Sunday, October 23, 2011

NMA project update - getting data organised, again

Ok so now that I am on the web, I have to get data organised (again). Here are the results of some of my playing.

This first sketch here I have ran through a for loop of the collection to build an associative array where the key is the object type and the value is a count of how many items there are of that type. I don't think I fully understand JavaScript associative arrays yet - I have been thinking of them like hash maps in Processing, but I think that really they are just a normal object (and that even a singular object is the first item in an array), and that keys are not keys but actually object properties. When testing if my associative array already contains a particular object type I use objectTypeList.hasOwnProperty(object_type). When getting items I can call them either with objectTypeList[object_type] or objectTypeList.object_type, but they dont have an index and it appears I cant get their length - to run through a for loop I can use for(key in objectTypeList).

To display, I am adding each item to an unordered html list with $.append, which I am also using to format the object type as bold. It would be better to put the object type and the count in different html tags with unique classes so that the formatting can be done separately with CSS.  The yellow background is however thanks to CSS.

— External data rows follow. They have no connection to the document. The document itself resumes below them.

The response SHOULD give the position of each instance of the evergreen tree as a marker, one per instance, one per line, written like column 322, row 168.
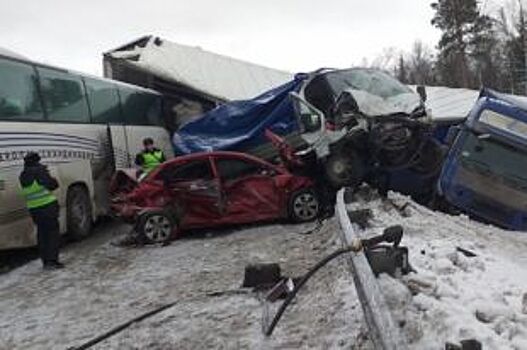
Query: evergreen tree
column 464, row 32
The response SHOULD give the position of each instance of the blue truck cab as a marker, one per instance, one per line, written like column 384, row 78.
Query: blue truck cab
column 485, row 171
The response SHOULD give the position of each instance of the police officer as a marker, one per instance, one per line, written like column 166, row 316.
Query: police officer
column 37, row 186
column 150, row 157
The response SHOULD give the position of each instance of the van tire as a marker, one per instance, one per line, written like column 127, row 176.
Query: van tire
column 78, row 213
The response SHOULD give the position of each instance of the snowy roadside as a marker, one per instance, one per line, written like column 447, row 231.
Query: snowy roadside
column 106, row 286
column 456, row 297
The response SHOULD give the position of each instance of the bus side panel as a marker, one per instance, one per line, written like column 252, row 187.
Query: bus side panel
column 58, row 146
column 16, row 226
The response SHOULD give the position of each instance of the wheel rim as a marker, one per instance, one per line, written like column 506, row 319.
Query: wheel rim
column 158, row 228
column 305, row 206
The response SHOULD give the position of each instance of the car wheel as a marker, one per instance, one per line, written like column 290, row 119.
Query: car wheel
column 78, row 213
column 156, row 226
column 304, row 205
column 344, row 170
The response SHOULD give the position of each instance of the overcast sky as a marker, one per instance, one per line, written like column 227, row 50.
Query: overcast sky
column 294, row 35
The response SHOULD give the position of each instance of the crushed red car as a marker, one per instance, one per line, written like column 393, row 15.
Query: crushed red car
column 206, row 190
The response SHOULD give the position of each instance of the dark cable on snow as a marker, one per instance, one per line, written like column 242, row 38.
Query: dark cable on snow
column 303, row 281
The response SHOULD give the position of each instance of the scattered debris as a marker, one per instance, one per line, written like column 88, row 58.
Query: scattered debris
column 360, row 217
column 466, row 252
column 261, row 275
column 280, row 290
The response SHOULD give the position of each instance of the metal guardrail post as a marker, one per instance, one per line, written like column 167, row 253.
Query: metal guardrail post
column 384, row 333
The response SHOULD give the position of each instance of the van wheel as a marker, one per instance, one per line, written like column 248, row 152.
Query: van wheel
column 304, row 206
column 156, row 226
column 78, row 213
column 344, row 169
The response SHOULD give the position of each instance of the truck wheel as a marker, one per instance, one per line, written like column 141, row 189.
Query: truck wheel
column 156, row 226
column 78, row 212
column 344, row 170
column 304, row 206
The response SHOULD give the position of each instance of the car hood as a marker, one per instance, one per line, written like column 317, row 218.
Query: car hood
column 373, row 106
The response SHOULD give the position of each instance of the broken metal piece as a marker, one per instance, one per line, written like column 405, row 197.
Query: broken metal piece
column 360, row 217
column 466, row 252
column 470, row 344
column 280, row 290
column 261, row 275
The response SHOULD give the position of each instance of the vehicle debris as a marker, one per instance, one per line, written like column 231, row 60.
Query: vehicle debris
column 261, row 275
column 390, row 235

A list of object types and count of items of that type

If I wanted to get all the keys out as an array I could do so with .keys however this appears to only have support in the very newest browsers. For now I will run through a for loop and get each individually. This leaves me wondering if I am missing a better approach to organising my data?

A list of object types and titles of each item of that type
Breakthrough! Yay! This second sketch here is organised. I have built lists of each object type, adding the items of that type - no need for custom classes, the items appear good to go straight from the JSON as JavaScript objects. Displaying all the titles is proof that I can access the individual items. I am in control! Now the count is the length of the lists.

Problem - handling undefined keys. Don't know how to skip. It appears all items have a title and object type recorded, but there is variable use of most other parameters. Something to come back to..

Next step in getting organised. Sorting. JavaScript .sort() worked nicely on this list of keys, which I extracted as described above. The sort function defaults to sorting alphabetically for a list of strings, to sort numerically I had to write a simple comparator function that compared the item list lengths. Once I have a sorted list of keys I can loop through it and using the key still access the individual items.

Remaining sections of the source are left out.